There is scope for Twitter to create a business model where “People who have to say something” can connect with “People who like to listen to them”. I can easily imagine a subscription model where I can pay 10 cents (you chose the currency) to subscribe to updates from my favourite 5 bloggers. I might even pay a bit more to subscribe to updates from Bono as a tribute to many unforgettable life soundtrack moments. I might even pay, but a bit less, to read updates from a couple of journalists I trust. Twitter would pass my subscriptions to these guys, taking a cut out of it and facilitating subscriptions and micropayments.
- People with valuable things to say will receive more real followers, thus more subscription revenues.
- People who want to listen to celebrities can subscribe to quality content (quality being a relative term).
- Authors could set their own subscription pricing according to how much valuable stuff they think they can communicate.
- Some authors will provide free subscriptions sponsored by brands. Or viceversa, brands can offer users to pay for their subscription to their favourite authors.

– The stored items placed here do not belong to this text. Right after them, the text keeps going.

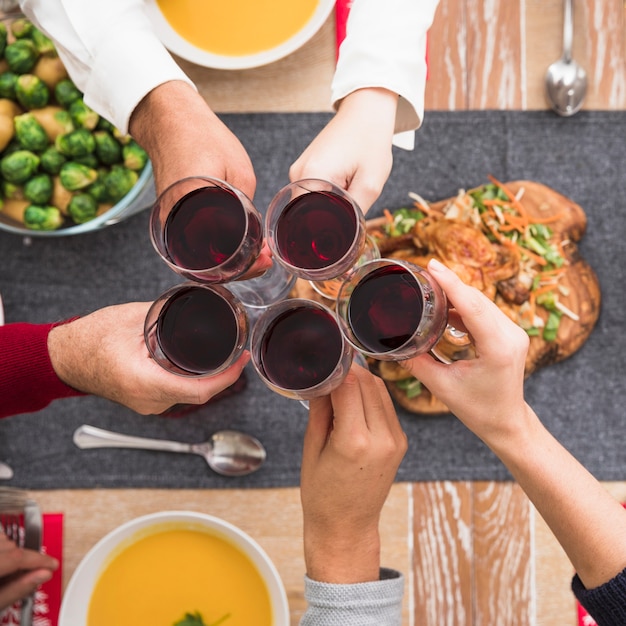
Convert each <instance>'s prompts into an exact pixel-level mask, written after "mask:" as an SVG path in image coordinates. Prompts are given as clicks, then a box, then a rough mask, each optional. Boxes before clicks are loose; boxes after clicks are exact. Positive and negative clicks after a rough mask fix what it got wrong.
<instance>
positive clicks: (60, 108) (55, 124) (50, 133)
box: [31, 105, 74, 142]
mask: <svg viewBox="0 0 626 626" xmlns="http://www.w3.org/2000/svg"><path fill="white" fill-rule="evenodd" d="M31 113H32V114H33V117H34V118H35V119H36V120H37V121H38V122H39V123H40V124H41V125H42V126H43V128H44V130H45V131H46V135H48V138H49V139H50V141H51V142H54V141H55V140H56V138H57V137H58V136H59V135H65V133H69V132H71V131H73V130H74V124H73V123H72V118H71V117H70V114H69V113H68V112H67V111H66V110H65V109H62V108H61V107H58V106H56V105H49V106H47V107H43V108H42V109H32V110H31Z"/></svg>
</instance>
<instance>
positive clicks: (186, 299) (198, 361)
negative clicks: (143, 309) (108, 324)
mask: <svg viewBox="0 0 626 626" xmlns="http://www.w3.org/2000/svg"><path fill="white" fill-rule="evenodd" d="M156 338H157V341H158V343H159V346H160V347H161V350H162V351H163V353H164V354H165V355H166V356H167V358H168V359H169V360H170V361H171V362H172V363H173V364H174V365H176V366H178V367H180V368H181V369H183V370H185V371H187V372H190V373H192V374H205V373H207V372H211V371H213V370H215V369H217V368H218V367H220V366H221V365H223V364H224V363H225V362H226V361H227V360H228V358H229V357H230V355H231V354H232V352H233V350H234V349H235V346H236V345H237V341H238V338H239V332H238V326H237V318H236V317H235V313H234V311H233V310H232V308H231V306H230V304H229V303H228V302H226V300H224V299H223V298H222V297H221V296H220V295H219V294H216V293H214V292H213V291H210V290H208V289H203V288H201V287H189V288H188V289H183V290H181V291H180V292H179V293H177V294H176V295H174V296H173V297H172V298H171V299H170V300H168V301H167V302H166V303H165V306H164V307H163V309H162V310H161V313H160V314H159V318H158V320H157V324H156Z"/></svg>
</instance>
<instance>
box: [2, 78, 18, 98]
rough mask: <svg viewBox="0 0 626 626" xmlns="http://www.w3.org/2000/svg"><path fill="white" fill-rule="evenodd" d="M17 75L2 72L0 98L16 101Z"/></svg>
mask: <svg viewBox="0 0 626 626" xmlns="http://www.w3.org/2000/svg"><path fill="white" fill-rule="evenodd" d="M17 76H18V75H17V74H14V73H13V72H2V74H0V98H10V99H11V100H15V83H16V82H17Z"/></svg>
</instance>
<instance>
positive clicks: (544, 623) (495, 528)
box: [33, 0, 626, 626]
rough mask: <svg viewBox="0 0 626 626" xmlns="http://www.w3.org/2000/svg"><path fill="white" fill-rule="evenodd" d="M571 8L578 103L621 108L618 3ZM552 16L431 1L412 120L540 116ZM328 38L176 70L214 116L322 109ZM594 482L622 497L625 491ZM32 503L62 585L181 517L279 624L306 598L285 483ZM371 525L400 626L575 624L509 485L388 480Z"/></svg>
mask: <svg viewBox="0 0 626 626" xmlns="http://www.w3.org/2000/svg"><path fill="white" fill-rule="evenodd" d="M574 5H575V8H574V17H575V32H574V42H575V43H574V58H575V59H576V60H577V61H578V62H579V63H581V64H582V65H583V66H584V67H585V69H586V70H587V74H588V77H589V91H588V95H587V99H586V103H585V108H590V109H624V108H626V48H625V46H626V29H625V21H624V20H625V14H626V7H625V4H624V1H623V0H601V1H598V0H575V2H574ZM562 11H563V6H562V0H507V1H506V2H494V1H493V0H441V3H440V6H439V9H438V12H437V15H436V19H435V23H434V25H433V28H432V29H431V32H430V35H429V66H430V77H429V81H428V85H427V91H426V109H427V113H426V119H425V124H428V110H434V109H438V110H459V109H545V108H546V104H545V101H544V96H543V77H544V74H545V71H546V68H547V66H548V65H549V64H550V63H551V62H552V61H554V60H556V59H557V58H558V57H559V56H560V54H561V42H562ZM334 37H335V31H334V17H333V16H331V17H330V18H329V20H328V21H327V23H326V24H325V25H324V26H323V27H322V29H321V30H320V31H319V32H318V34H317V35H315V36H314V37H313V39H311V41H310V42H309V43H308V44H306V45H305V46H304V47H303V48H301V49H300V50H299V51H297V52H295V53H294V54H292V55H291V56H289V57H288V58H285V59H283V60H281V61H278V62H276V63H273V64H271V65H268V66H265V67H260V68H256V69H253V70H246V71H218V70H210V69H206V68H201V67H197V66H194V65H192V64H190V63H187V62H185V61H182V60H181V61H180V63H181V65H182V66H183V68H184V69H185V70H186V71H187V72H188V74H189V75H190V77H191V78H192V79H193V80H194V81H195V82H196V83H197V84H198V86H199V88H200V90H201V92H202V93H203V95H204V96H205V97H206V99H207V101H208V102H209V104H210V105H211V106H212V107H213V108H214V109H215V110H216V111H218V112H222V113H226V112H252V111H329V110H330V105H329V93H330V89H329V87H330V81H331V78H332V74H333V70H334V45H335V44H334ZM416 419H419V418H418V417H416ZM624 478H625V480H626V468H625V476H624ZM607 487H608V488H609V489H610V490H611V491H612V492H613V493H614V494H615V496H616V497H618V498H620V499H622V500H623V499H625V498H626V483H609V484H607ZM33 495H34V497H35V498H36V499H37V500H38V501H39V502H40V503H41V505H42V507H43V509H44V511H48V512H63V513H64V514H65V539H64V542H65V543H64V563H63V567H64V570H63V579H64V584H67V582H68V580H69V577H70V576H71V574H72V572H73V571H74V569H75V567H76V566H77V564H78V562H79V561H80V559H81V558H82V556H83V555H84V554H85V552H86V551H87V550H88V549H89V548H90V547H91V546H92V545H93V544H94V543H95V542H96V541H97V540H98V539H99V538H100V537H102V536H103V535H104V534H105V533H106V532H108V531H109V530H111V529H113V528H114V527H116V526H118V525H119V524H121V523H122V522H124V521H126V520H129V519H132V518H133V517H136V516H138V515H142V514H145V513H148V512H152V511H159V510H164V509H191V510H197V511H202V512H206V513H211V514H213V515H217V516H219V517H222V518H224V519H226V520H228V521H230V522H232V523H234V524H236V525H238V526H239V527H241V528H242V529H243V530H245V531H246V532H248V533H249V534H250V535H252V536H253V537H254V538H255V539H256V540H257V541H258V542H259V543H260V544H261V545H262V546H263V547H264V548H265V550H266V551H267V552H268V553H269V555H270V557H271V558H272V559H273V560H274V562H275V563H276V566H277V568H278V570H279V572H280V574H281V576H282V578H283V581H284V583H285V586H286V589H287V592H288V596H289V604H290V608H291V616H292V619H291V624H292V625H295V624H297V623H298V620H299V617H300V615H301V614H302V610H303V608H304V606H305V603H304V598H303V582H302V576H303V573H304V561H303V557H302V548H301V511H300V502H299V493H298V490H297V489H295V488H293V489H267V490H208V491H207V490H198V491H196V490H193V491H165V490H98V489H96V490H88V491H71V490H56V491H37V492H33ZM581 506H582V504H581ZM381 528H382V538H383V542H382V543H383V563H384V564H385V565H387V566H390V567H395V568H397V569H399V570H402V571H403V572H404V573H405V575H406V592H405V601H404V622H403V623H404V624H407V625H409V624H419V625H420V626H472V625H476V626H479V625H480V626H495V625H498V626H515V625H519V626H528V625H529V624H536V625H538V626H576V624H577V620H576V612H575V605H574V599H573V596H572V594H571V592H570V590H569V584H570V579H571V575H572V568H571V565H570V564H569V562H568V561H567V558H566V557H565V555H564V553H563V551H562V550H561V549H560V547H559V546H558V544H557V543H556V542H555V540H554V539H553V538H552V536H551V534H550V532H549V531H548V530H547V528H546V527H545V525H544V524H543V522H542V520H541V519H540V517H539V516H538V515H537V514H536V513H535V511H534V509H533V508H532V506H531V505H530V504H529V502H528V500H527V499H526V497H525V495H524V494H523V493H522V492H521V490H520V489H519V487H518V486H517V485H515V484H513V483H496V482H427V483H414V484H408V483H400V484H396V485H394V487H393V489H392V492H391V495H390V497H389V499H388V501H387V503H386V506H385V509H384V511H383V516H382V525H381ZM281 626H282V625H281Z"/></svg>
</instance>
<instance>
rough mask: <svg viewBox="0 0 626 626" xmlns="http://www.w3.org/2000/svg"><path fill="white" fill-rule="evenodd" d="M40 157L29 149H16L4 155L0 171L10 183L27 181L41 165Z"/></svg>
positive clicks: (6, 179) (2, 158) (1, 162)
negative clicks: (8, 154) (39, 165)
mask: <svg viewBox="0 0 626 626" xmlns="http://www.w3.org/2000/svg"><path fill="white" fill-rule="evenodd" d="M39 160H40V159H39V157H38V156H37V155H36V154H34V153H33V152H30V151H29V150H16V151H15V152H12V153H11V154H9V155H7V156H4V157H2V160H0V173H2V176H4V178H5V180H8V181H9V182H10V183H15V184H17V185H21V184H22V183H25V182H26V181H27V180H28V179H29V178H30V177H31V176H32V175H33V174H34V173H35V172H36V171H37V168H38V167H39Z"/></svg>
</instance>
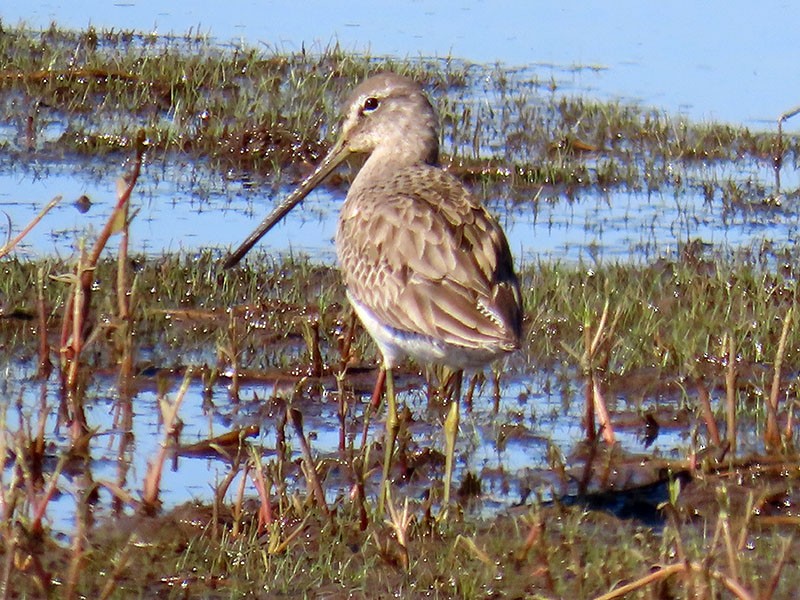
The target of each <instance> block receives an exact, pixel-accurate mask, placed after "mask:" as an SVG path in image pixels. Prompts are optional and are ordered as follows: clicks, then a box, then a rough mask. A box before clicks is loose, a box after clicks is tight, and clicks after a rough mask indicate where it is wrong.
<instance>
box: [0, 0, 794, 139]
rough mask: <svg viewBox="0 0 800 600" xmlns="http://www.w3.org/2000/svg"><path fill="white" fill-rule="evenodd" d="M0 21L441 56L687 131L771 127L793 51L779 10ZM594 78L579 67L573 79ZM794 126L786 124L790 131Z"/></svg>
mask: <svg viewBox="0 0 800 600" xmlns="http://www.w3.org/2000/svg"><path fill="white" fill-rule="evenodd" d="M0 17H2V19H3V20H4V21H5V22H7V23H11V24H16V23H18V22H20V21H24V22H26V23H28V24H29V25H30V26H32V27H39V28H46V27H48V26H49V24H50V23H51V22H52V21H56V22H58V23H59V24H60V25H62V26H65V27H70V28H73V29H83V28H85V27H86V26H87V25H89V24H93V25H95V26H96V27H98V28H114V29H116V30H120V29H135V30H138V31H146V32H151V31H154V32H157V33H160V34H167V33H176V34H179V35H182V34H184V33H186V32H188V31H194V32H197V31H200V32H203V33H210V34H211V35H213V36H214V37H215V38H216V39H217V40H218V41H219V42H221V43H225V42H228V41H230V40H237V41H239V40H243V41H245V42H246V43H248V44H250V45H253V46H259V45H265V46H267V47H270V48H277V49H281V50H286V51H299V50H301V49H302V48H305V49H308V50H309V51H311V52H314V51H315V50H320V49H322V48H324V47H326V46H328V45H330V44H332V43H336V42H338V43H339V44H340V45H341V46H342V47H343V48H344V49H346V50H352V51H356V52H364V51H368V52H370V53H371V54H372V55H374V56H395V57H409V58H415V57H420V56H425V57H448V56H452V57H455V58H459V59H464V60H467V61H471V62H476V63H483V64H493V63H496V62H500V63H504V64H505V65H508V66H514V67H524V68H529V67H531V66H533V65H539V67H540V70H541V71H542V72H543V74H544V76H545V80H546V79H548V73H550V72H552V73H554V74H556V76H557V77H558V78H560V74H561V73H563V72H565V71H567V70H569V69H571V68H572V67H578V68H577V69H575V70H574V71H573V72H572V78H573V81H574V85H575V86H576V88H578V89H582V90H588V91H589V92H590V93H591V94H592V95H593V96H595V97H600V98H605V99H608V98H621V99H624V100H636V101H640V102H641V103H643V104H645V105H652V106H655V107H658V108H661V109H664V110H666V111H667V112H669V113H672V114H677V113H679V112H680V113H683V114H686V115H687V116H689V117H691V118H692V119H696V120H721V121H728V122H731V123H735V124H745V125H748V126H758V127H772V125H773V123H774V121H775V119H777V118H778V116H779V115H780V114H782V113H784V112H786V111H788V110H789V109H791V108H792V107H794V106H796V105H798V104H800V81H798V79H797V78H796V77H793V74H794V73H795V71H796V66H797V64H798V63H800V48H798V46H797V44H796V43H795V41H794V40H795V37H796V30H795V27H796V23H797V21H798V17H800V7H798V6H797V5H795V4H793V3H790V2H785V1H781V0H772V1H767V2H758V3H752V2H746V1H745V0H734V1H732V2H727V3H725V5H724V7H723V6H721V5H719V4H717V3H713V2H711V3H697V2H689V1H687V0H680V1H677V2H669V3H663V4H661V3H641V2H636V1H633V0H624V1H621V2H614V3H613V4H609V3H607V2H598V1H594V2H577V1H575V0H572V1H568V2H558V3H542V2H523V1H521V0H510V1H503V2H499V3H498V2H466V1H465V0H445V1H443V2H420V1H416V0H401V1H398V2H393V3H391V4H382V5H380V6H379V7H378V6H376V5H375V3H374V2H366V1H364V0H353V1H350V2H335V3H329V2H324V1H322V0H313V1H311V2H303V3H298V2H287V1H285V0H277V1H270V2H256V1H254V0H232V1H229V2H226V3H224V4H219V3H217V2H213V1H210V0H202V1H199V2H198V1H191V0H178V1H175V2H170V3H169V4H164V3H163V2H157V1H156V0H129V1H126V2H115V3H108V2H102V1H99V0H78V1H73V2H63V1H61V0H32V1H30V2H25V3H9V2H7V3H5V4H4V6H2V7H0ZM587 66H588V67H593V68H591V69H586V68H581V67H587ZM797 127H798V126H797V125H793V129H792V130H793V131H796V130H797V129H796V128H797Z"/></svg>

- People who spam or write boring stuff will immediately (real time!) lose subscribers and will think twice about
- Brands and spam followers will think twice about following randomly everyone posting relevant keywords if there is a cost to it.
Twitter should close their eyes and do it
Introducing a tweet subscription fee will raise noise and complaints. Paying for what was free until now? eBay went through the same process, it’s a necessary evil and that will certainly reduce users and accounts in the short term.
Only once the platform will be clean and sanitized, it will have a chance to attract new listeners in hundreds of millions.
It can become the first ever thought marketplace.